Strengths and limitations
With strategic sampling of a heterogeneous group of young adult children of parents with YOD, we have captured these young adults’ varied experiences and life situations and the complexities of human life (Corbin & Strauss, 2008, p. 305). Hopefully, the participants will find a “fit” between their experiences and the research accounts, what Charmaz (2006, p. 182–185) called “resonance.” We have emphasized procedures to establish trustworthiness (Lincoln & Guba, 1990).
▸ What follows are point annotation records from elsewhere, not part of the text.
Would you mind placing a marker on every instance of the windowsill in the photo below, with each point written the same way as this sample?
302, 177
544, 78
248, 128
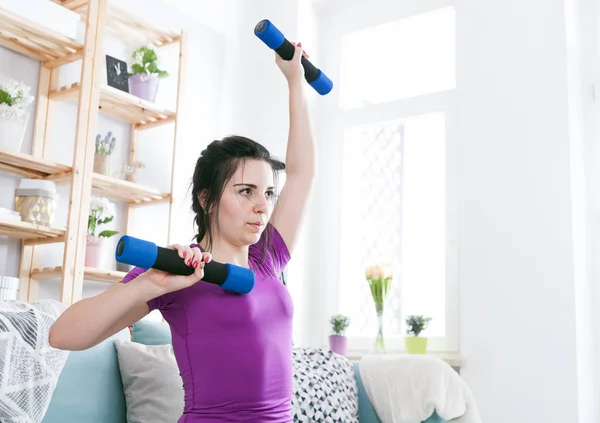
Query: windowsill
454, 359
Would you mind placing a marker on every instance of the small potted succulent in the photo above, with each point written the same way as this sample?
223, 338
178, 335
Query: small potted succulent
102, 211
338, 342
104, 148
415, 324
145, 74
14, 113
However, to further explore the strategies that such adult children use and the fruitfulness of the concept of detachment, other studies in other contexts are necessary. Confirmation by multiple comparison groups will strengthen the evidence and specify the circumstances (Corbin & Strauss, 2008). Limitations of the study include the rather short time period between the interview phases and the small sample size. Future researchers should engage with participants over a longer period of time in order to capture the further development of coping and resilience in their subjects.
Conclusions
The main finding in this study is that almost all the informants felt that their life situation had improved and that they coped with the situation with their parent in several ways. They used various coping strategies. Sometimes one dominated, but usually several were combined. Moreover, the direction was usually greater detachment. Resilience gradually evolved as the informants mastered the situation over time. It is vital for the personal development of adult children to gain a sense of identity, achieve self-reliance, increase coping capacities, mature as (looked at) individuals, and feel supported socially. Public services must respond to the adult children's needs for individual development and support the children's coping capacities.
Conflict of interest and funding
The authors have received funding from the Research Council of Norway to conduct this study. Any other funding or benefits from the industry or elsewhere are received.